The Humane Society Wildlife Land Trust

The Humane Society of the United States and The Humane Society Wildlife Land Trust are offering a reward of up to $5,000 for information leading to the identification, arrest and conviction of the person or persons responsible for the illegal killing of an elk in northern Elko County, Nevada.

The Nevada Department of Wildlife is investigating the case. Game wardens believe the bull, who was shot in the head and found rotting near the Meadow Creek-Jarbridge Road, about 10 miles west of the Diamond A. Ranch, was killed sometime around March 21.

Holly Haley, Nevada state director for The HSUS, said: “This killing was not only a senseless act, but a serious crime.
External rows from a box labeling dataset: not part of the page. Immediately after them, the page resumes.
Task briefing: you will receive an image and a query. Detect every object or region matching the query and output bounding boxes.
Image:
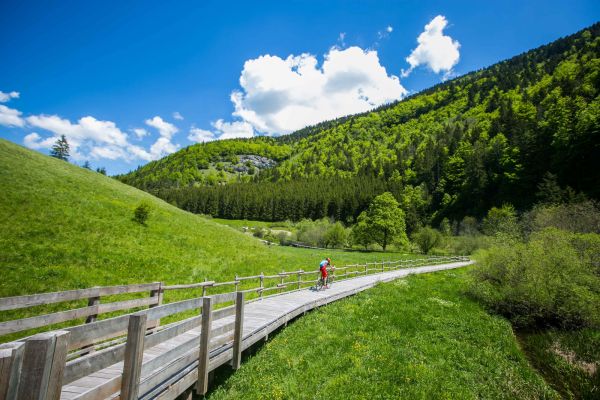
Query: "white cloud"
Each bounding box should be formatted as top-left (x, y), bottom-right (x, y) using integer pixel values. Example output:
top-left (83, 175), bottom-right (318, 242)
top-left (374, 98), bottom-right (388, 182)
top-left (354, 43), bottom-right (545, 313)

We’re grateful to the Nevada Department of Wildlife for its tireless work to stop poaching in our state and hope our reward will encourage anyone with information to come forward.”

Fred Esparza, game warden lieutenant at NDOW, said, “We look for information from the public to solve these kinds of crimes. We know that someone saw something, and if we get the right information we can solve this senseless and shocking crime and perhaps prevent another one like it in the future.”

Big game poaching is a felony in Nevada, and a person convicted of the crime could face one to four years in prison and up to a $5,000 fine as well as the loss of hunting privileges and the seizure of equipment involved in the illegal taking of the animal.

Anyone with information about the case is asked to call Operation Game Thief at 1-800-992-3030 or NDOW’s Elko office at (775) 777-2300. 

The HSUS and the Trust work to curb poaching across the country. Visit humanesociety.org/poaching for more information.

Poaching:

  • Wildlife officials estimate that nationwide, tens of millions of animals are poached annually.
  • It is estimated that only 1 percent to 5 percent of poached animals come to the attention of law enforcement.
  • Poachers injure or kill wildlife anytime, anywhere and sometimes do so in particularly cruel ways. Wildlife officials report that poachers often commit other crimes as well.
  • The HSUS and the Trust work with state and federal wildlife agencies to offer rewards of $5,000 for information leading to arrest and conviction of suspected poachers.